John J. Brady

Biographical details
- Born: February 26, 1899 Wilmington, Delaware
- Died: February 20, 1951 (aged 51) Deerhurst, Delaware

Playing career

Baseball
- c. 1917: Kirkwood
- c. 1918: Parkside

Football
- c. 1918: Parkside

Coaching career (HC unless noted)

Baseball
- 1919–1922: Parkside
- 1923: P. R. R.

Accomplishments and honors

Championships
- 3 AWBL (1919, 1920, 1921)

Awards
- Delaware Sports Museum and Hall of Fame (1993)

= John J. Brady =

American baseball player, coach, and sportswriter (1899–1951)

John J. Brady (February 26, 1899 – February 20, 1951) was an American baseball player, coach, and sportswriter. He worked with The Morning News for twenty-two years, following a career as a baseball player and coach with Parkside in the All-Wilmington Baseball League. He was inducted into the Delaware Sports Museum and Hall of Fame in 1993.

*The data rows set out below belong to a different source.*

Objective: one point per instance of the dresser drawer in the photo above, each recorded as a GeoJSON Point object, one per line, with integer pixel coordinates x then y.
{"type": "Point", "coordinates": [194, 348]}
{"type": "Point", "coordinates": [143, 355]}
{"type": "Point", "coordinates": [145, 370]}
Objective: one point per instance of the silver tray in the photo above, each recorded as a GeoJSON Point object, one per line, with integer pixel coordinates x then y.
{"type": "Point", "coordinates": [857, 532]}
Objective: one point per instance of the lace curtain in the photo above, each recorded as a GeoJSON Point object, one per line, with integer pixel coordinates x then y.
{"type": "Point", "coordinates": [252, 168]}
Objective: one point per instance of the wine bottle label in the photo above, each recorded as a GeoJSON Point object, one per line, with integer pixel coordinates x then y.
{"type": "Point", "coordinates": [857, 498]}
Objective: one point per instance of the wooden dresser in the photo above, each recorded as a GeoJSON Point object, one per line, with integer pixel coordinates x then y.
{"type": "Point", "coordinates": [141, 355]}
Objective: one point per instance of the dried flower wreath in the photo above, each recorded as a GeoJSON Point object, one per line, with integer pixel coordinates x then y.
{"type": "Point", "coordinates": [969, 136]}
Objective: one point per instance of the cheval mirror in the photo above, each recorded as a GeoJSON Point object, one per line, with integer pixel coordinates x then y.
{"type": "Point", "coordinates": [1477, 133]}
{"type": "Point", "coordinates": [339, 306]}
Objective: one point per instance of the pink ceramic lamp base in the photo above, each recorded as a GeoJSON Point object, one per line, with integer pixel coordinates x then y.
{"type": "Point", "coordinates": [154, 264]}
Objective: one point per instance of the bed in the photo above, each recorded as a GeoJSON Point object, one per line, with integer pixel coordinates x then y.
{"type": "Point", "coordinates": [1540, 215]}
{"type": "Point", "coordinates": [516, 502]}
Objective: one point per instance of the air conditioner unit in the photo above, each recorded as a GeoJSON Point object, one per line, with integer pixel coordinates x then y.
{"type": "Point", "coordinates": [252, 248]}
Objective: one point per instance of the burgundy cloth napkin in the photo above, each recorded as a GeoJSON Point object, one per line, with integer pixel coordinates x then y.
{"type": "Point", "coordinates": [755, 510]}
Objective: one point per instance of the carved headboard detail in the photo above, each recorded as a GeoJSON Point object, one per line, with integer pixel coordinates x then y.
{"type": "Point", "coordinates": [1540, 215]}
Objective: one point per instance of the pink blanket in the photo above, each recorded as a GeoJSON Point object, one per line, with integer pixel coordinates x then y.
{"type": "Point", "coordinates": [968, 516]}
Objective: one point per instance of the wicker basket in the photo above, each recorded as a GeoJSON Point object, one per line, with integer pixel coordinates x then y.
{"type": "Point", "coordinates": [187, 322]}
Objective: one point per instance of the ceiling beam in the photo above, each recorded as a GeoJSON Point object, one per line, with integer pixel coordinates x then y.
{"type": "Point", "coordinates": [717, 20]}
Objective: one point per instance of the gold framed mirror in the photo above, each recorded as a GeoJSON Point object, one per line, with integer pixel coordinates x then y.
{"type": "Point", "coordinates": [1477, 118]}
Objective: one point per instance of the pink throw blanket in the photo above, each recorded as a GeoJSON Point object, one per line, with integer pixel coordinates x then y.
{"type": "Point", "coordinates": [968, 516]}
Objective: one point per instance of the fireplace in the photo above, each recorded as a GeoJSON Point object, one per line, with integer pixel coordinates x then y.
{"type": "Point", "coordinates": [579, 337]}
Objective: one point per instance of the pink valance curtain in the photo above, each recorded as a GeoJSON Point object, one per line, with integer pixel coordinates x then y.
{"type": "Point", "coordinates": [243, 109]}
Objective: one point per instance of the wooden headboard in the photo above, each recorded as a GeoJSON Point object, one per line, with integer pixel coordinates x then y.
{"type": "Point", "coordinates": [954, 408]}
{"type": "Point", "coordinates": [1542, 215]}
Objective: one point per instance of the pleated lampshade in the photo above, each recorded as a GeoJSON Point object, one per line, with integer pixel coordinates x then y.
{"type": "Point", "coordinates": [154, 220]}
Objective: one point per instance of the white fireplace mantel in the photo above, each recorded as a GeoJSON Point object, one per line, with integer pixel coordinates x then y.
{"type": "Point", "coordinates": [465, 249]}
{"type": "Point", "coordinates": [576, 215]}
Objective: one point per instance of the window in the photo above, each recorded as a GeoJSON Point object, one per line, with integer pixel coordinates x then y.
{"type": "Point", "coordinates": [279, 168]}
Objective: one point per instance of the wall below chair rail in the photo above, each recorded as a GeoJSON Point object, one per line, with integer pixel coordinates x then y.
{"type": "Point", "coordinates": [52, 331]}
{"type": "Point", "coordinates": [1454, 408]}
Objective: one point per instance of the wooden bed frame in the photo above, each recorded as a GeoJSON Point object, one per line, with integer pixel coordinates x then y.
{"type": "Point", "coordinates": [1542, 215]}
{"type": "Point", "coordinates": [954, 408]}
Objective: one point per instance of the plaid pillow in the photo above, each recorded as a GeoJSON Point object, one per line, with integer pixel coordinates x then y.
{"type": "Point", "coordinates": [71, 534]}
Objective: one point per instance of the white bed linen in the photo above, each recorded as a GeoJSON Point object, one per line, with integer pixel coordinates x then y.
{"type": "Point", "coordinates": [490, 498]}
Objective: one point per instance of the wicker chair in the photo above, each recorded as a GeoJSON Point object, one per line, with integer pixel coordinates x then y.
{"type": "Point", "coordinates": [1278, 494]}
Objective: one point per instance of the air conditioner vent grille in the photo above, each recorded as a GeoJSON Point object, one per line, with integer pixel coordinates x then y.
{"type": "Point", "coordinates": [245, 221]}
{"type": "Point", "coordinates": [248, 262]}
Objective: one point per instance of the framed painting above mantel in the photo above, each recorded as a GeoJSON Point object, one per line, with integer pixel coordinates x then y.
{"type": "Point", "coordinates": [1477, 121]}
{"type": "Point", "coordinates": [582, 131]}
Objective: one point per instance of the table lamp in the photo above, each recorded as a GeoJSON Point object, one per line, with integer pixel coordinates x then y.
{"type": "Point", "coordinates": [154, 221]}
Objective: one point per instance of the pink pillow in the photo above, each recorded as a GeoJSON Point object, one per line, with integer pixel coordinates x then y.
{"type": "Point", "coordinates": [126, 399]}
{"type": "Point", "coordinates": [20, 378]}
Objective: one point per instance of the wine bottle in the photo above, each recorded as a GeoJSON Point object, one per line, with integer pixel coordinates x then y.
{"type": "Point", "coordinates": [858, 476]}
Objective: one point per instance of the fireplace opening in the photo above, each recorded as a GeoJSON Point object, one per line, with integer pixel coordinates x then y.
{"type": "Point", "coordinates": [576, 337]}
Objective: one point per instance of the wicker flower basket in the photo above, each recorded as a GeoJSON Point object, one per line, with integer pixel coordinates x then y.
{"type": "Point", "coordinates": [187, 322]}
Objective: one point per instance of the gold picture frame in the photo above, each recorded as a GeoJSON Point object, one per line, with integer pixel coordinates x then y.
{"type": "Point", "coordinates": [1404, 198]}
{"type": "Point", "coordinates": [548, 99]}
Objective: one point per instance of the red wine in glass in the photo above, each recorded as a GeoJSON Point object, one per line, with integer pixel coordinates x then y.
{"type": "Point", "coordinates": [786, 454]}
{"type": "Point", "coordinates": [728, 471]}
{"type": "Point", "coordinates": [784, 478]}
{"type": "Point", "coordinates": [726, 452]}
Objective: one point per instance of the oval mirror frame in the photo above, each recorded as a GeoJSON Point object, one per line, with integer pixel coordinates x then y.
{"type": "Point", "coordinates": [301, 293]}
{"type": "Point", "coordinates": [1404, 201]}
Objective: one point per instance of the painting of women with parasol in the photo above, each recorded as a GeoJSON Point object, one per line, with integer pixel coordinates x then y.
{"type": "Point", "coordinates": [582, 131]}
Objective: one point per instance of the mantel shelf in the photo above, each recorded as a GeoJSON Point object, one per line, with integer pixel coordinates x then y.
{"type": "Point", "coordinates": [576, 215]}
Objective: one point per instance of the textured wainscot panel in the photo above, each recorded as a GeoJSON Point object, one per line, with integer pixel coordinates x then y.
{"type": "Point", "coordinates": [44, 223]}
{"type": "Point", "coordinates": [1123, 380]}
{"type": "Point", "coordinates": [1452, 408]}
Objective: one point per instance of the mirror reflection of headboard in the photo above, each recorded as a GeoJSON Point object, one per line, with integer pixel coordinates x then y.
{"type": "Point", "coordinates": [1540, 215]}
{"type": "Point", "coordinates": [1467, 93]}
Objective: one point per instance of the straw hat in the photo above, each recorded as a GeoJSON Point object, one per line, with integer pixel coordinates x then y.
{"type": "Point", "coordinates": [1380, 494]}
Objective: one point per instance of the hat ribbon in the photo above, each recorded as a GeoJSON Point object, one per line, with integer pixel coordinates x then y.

==Early life and sports career==
John J. Brady was born on February 26, 1899, in Wilmington, Delaware. After going to high school he started a minor league baseball career in c. 1917 with "Kirkwood" in a Wilmington semi-professional league. After one season there he played football and baseball with Parkside. He became the baseball manager of Parkside in 1919, and led them to an undefeated season and a promotion from the "Boy's City League" to the higher All-Wilmington Baseball League. Upon joining the league his team played Eleventh Ward, league leader, and handed them their first defeat of the year. They won the league championship and eventually the state championship, after defeating Larraine, P. R. R., and the Milford Caulks in the state title playoffs. After going undefeated again the following year and winning another league title, Brady was re-elected to the manager position in 1921. He served with them for two more seasons, leading them to a third consecutive championship in 1921, before leaving to coach the P. R. R. team in 1923.
==Sportswriting career and death==
He left after one season with the P. R. R. team to become a sportswriter for The Morning News, where he served as a journalist until 1946. He was the managing editor of the paper from 1946 until his death on February 20, 1951. His cause of death was reported a heart attack, which he suffered at his home in Deerhurst. The Delaware Sportswriters and Broadcasters Association named its annual "Delaware Athlete of the Year" in his honor. Brady was inducted into the Delaware Sports Museum and Hall of Fame in 1993.